Segundo Fábio Assolini, analista da Kaspersky, empresa de software de segurança, é possível, com R$ 100, comprar um CD com dados dos contribuintes do INSS de todo o Brasil, junto com a base de dados de telefones do estado de São Paulo. Existem até bancos personalizados, com filtros como profissão, cidade e região. “Todos esses vetores vêm servindo como combustível para o crime tradicional, que cada vez mais se alia ao cibercrime”, diz Assolini.
Assalto a mansões
Em dezembro, hackers descobriram uma falha no site do Ministério do Trabalho e copiaram todo o banco de dados com os cadastros de cidadãos. Em seguida, criaram aplicativos que automatizavam as consultas a essa base. As ferramentas foram divulgadas em sites e fóruns de criminosos na internet. A Kaspersky descobriu a brecha e avisou as autoridades, que corrigiram a falha, conta Assolini. “mas era tarde e o estrago estava feito”. Procurado pelo Valor, o Ministério do Trabalho não se manifestou até o fechamento desta edição.
Outro incidente, no fim de 2009, afetou clientes do programa de fidelidade da TAM. Informações pessoais foram usadas em e-mails falsos, enviados em nome da companhia aérea, o que tornava o golpe mais verossímil.

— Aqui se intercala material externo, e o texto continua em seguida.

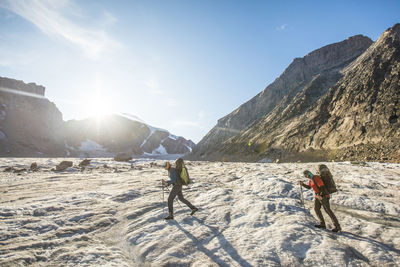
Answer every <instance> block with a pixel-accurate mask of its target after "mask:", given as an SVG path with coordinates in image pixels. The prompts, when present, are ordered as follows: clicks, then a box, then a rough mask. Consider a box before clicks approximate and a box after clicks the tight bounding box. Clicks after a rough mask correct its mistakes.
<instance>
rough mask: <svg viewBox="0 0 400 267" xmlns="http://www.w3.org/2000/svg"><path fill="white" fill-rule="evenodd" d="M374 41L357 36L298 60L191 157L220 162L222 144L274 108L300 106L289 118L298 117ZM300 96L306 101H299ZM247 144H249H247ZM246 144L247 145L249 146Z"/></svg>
mask: <svg viewBox="0 0 400 267" xmlns="http://www.w3.org/2000/svg"><path fill="white" fill-rule="evenodd" d="M371 43H372V41H371V40H370V39H369V38H368V37H365V36H361V35H357V36H353V37H350V38H348V39H346V40H344V41H342V42H339V43H335V44H331V45H328V46H325V47H322V48H320V49H318V50H315V51H313V52H311V53H309V54H308V55H306V56H305V57H303V58H296V59H295V60H294V61H293V62H292V63H291V64H290V65H289V66H288V68H287V69H286V70H285V71H284V72H283V73H282V75H281V76H280V77H279V78H277V79H276V80H275V81H274V82H273V83H272V84H270V85H269V86H267V87H266V88H265V89H264V90H263V91H262V92H261V93H259V94H258V95H257V96H255V97H254V98H252V99H251V100H250V101H248V102H246V103H245V104H243V105H241V106H240V107H239V108H238V109H236V110H235V111H233V112H232V113H230V114H229V115H227V116H225V117H224V118H222V119H220V120H219V121H218V123H217V125H216V126H215V127H214V128H213V129H212V130H211V131H210V132H209V133H208V134H207V135H206V136H205V137H204V138H203V139H202V140H201V141H200V142H199V144H198V145H197V146H196V147H195V149H194V150H193V153H192V154H191V156H190V157H191V158H198V159H202V158H203V159H205V158H209V159H210V158H214V159H218V158H219V157H220V156H221V155H220V153H215V152H216V151H218V150H219V149H221V148H222V144H223V143H224V142H225V141H226V140H228V139H229V138H231V137H233V136H237V135H238V134H240V133H241V132H243V131H244V130H245V129H246V128H248V127H251V125H256V124H257V123H258V120H260V119H262V118H263V117H264V116H266V115H268V114H269V113H270V112H272V111H273V110H274V109H275V112H276V113H279V112H282V111H283V109H285V108H286V107H287V106H288V104H289V103H292V102H293V101H296V102H297V104H296V105H295V106H294V107H293V109H292V110H291V111H290V112H289V111H288V116H298V114H299V113H300V114H301V112H304V111H305V109H307V108H308V107H309V106H310V105H312V104H313V103H315V101H317V100H318V99H319V98H320V97H321V96H322V95H324V94H325V93H326V92H327V91H328V89H329V88H330V87H331V86H333V85H334V84H335V83H336V82H337V81H338V80H339V79H340V78H341V77H342V75H343V74H342V73H341V71H342V70H343V69H344V68H345V67H346V66H348V64H350V63H351V62H352V61H354V60H355V59H356V58H357V57H358V56H359V55H360V54H362V53H363V52H364V51H365V50H366V49H367V48H368V47H369V46H370V45H371ZM299 94H300V95H301V97H303V98H307V101H299V99H296V97H297V98H299ZM247 142H248V141H247ZM247 142H245V143H246V144H247Z"/></svg>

As mensagens traziam um arquivo que deveria ser baixado pelo cliente para, supostamente, imprimir um bônus com passagens gratuitas. Na verdade, o arquivo instalava códigos maliciosos nas máquinas dos usuários. Por meio de sua assessoria, a TAM afirmou que não houve invasão dos sistemas da companhia e que os dados dos clientes foram preservados.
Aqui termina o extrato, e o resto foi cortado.